Ricordando Robert Redford
- Vice
- 16 set
- Tempo di lettura: 3 min
Aggiornamento: 18 set
L'addio ad un'icona del cinema americano
di Vice

Leggere ciò che è stato scritto all'indomani della sua morte o ascoltarne i commenti in radio e televisione è l'unica cosa che si può aggiungere alle proprie emozioni il giorno dopo la morte di Robert Redford. Perché con i suoi film scorrono anche pezzi importanti della nostra esistenza con domande che ci riportano a chiederci se non Come eravamo, per non scadere nell'ovvio, almeno il più facile "dove eravamo?" o il più delicato "con chi eravamo?", o il più complicato "che cosa provavamo?" nel seguire la cocciuta Katie Morosky, alias Barbra Streisand, e lasciare andare verso il conformismo Hubbell Gardiner, alias Robert Redford. Il tutto, dopo essersi immedesimati con tutti i pori della nostra pelle nella lotta contro il maccartismo, avversando con tutto noi stessi Joseph McCarthy, il senatore repubblicano, presidente della commissione per le attività antiamericane, che allora ci sembrava un demonio del passato, ma che oggi, al confronto dei demoni che avvelenano le coscienze del mondo, appare poco più di un incidente di percorso.
Non è mai scontato riuscire a fondere in un'unica figura la dimensione artistica con quella privata di un attore. Non lo era certamente per Robert Redford, personaggio poliedrico, discreto e, soprattutto riluttante a prestarsi ai divismi di Hollywood, "un signore inarrivabile, nella vita come sullo schermo, dove è stato tutto e tutti e sempre irresistibile, avventuroso, algido, passionale," come ha scritto oggi, 17 settembre, Massimiliano Castellani su l'Avvenire. A nostro avviso, lui c'è riuscito, offrendo l'opportunità di ricapitolare la sua vita da più angolazioni, ma riducendo il ventaglio delle sfaccettature, come si conviene a una persone riservata, quasi scegliendo in prima persona di chi parlare e di che cosa. In primis dell'amicizia: al presente, attraverso la voce e i sentimenti, non negati, di Jane Fonda, e al passato con gli aneddoti sul set del grande amico Paul Newman, nelle versioni di Butch Cassidy e Sundance Kid e La Stangata, film superlativi, ironici, esilaranti, in cui i protagonisti esprimono la capacità di esaltare gli interi cast.
Carismatico, affascinante, seduttivo, con quegli occhi azzurri e capelli biondi d'ordinanza irlandese che lo rendevano sì irresistibile, ma perché vero e autentico proprio in quel tutto e interpretando tutti, perfettamente in linea di coerenza con uno stile mai lezioso o sopra le righe: nella tenerezza, come in A piedi nudi nel parco con Jane Fonda, o nel ricorso alla forza per frenare il panico di una meravigliosa Faye Duneway, sua partner nel thriller politico I tre giorni del condor.

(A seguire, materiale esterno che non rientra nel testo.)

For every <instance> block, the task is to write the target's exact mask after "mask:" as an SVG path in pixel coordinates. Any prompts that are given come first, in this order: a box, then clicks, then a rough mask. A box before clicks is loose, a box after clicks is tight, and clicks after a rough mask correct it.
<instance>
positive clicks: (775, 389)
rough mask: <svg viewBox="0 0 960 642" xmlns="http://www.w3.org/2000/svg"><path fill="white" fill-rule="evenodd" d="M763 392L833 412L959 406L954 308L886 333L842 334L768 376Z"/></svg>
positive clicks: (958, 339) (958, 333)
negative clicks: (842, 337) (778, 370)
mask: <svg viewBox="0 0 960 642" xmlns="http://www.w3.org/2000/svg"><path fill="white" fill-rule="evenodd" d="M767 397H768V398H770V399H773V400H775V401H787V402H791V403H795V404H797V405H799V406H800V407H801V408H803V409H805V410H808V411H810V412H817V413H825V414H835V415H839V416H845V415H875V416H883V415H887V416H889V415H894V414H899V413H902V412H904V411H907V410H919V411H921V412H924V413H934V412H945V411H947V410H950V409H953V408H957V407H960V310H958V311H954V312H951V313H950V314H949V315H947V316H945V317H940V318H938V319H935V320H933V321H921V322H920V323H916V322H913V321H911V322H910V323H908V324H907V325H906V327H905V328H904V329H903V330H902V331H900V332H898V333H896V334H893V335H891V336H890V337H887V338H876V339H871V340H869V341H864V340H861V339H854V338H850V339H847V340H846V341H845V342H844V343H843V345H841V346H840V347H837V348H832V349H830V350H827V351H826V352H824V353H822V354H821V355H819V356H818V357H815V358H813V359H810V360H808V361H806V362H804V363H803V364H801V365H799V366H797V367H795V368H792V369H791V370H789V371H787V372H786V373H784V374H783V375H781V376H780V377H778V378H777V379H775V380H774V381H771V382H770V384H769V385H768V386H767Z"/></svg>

Convincente, come lo può essere un autentico e sincero democratico americano teso a migliorare il suo Paese, lo è stato nell'interpretazione di Tutti gli uomini del Presidente, fedele ricostruzione dell'inchiesta che portò allo scandalo Watergate, in cui dà volto a Bob Woodward, uno dei due giornalisti del Washington Post, a fianco di Dustin Hoffman nei panni di Carl Bernstein.
Mai incline al melodramma, anche in quelle storie d'amore la cui sceneggiatura e interpreti femminili si candidavano ad assottigliare pericolosamente il crinale tra emozione vera e costruzione dell'emozione, da La mia Africa con Meryl Streep a Il grande Gatsby e Qualcosa di personale accanto rispettivamente a Mia Farrow e Michele Pfeiffer e, soprattutto, al già richiamato Come eravamo, ma sempre capace di restituire l'intensità della passione che si deve a un rapporto affettivo.
Dall'esordio In punta di piedi (1960), non accreditato, all'ultimo film, un cameo in Avengers: Endgame (2019), e alle sue nove regie e otto pellicole da produttore, fondatore e animatore del Sundance Film Festival, passa una lunghissima stagione di successi in cui Robert Redford è stato aderente a sé stesso, reclamando che gli fosse riconosciuto di essere una voce indipendente e non condizionabile, anche quando sarebbe stato facile sfruttare la sua collocazione politica di democratico.
Di Ethan Hawke, attore e regista (quattro candidature agli Oscar) è il commiato che fa risplendere la grandezza di Robert Redford: “Ha usato la sua fama per promuovere il cambiamento. Ha usato la sua ricchezza per sostenere gli altri. Ha usato il suo cuore per ispirare. Ha usato la sua mente per creare." Magnifico.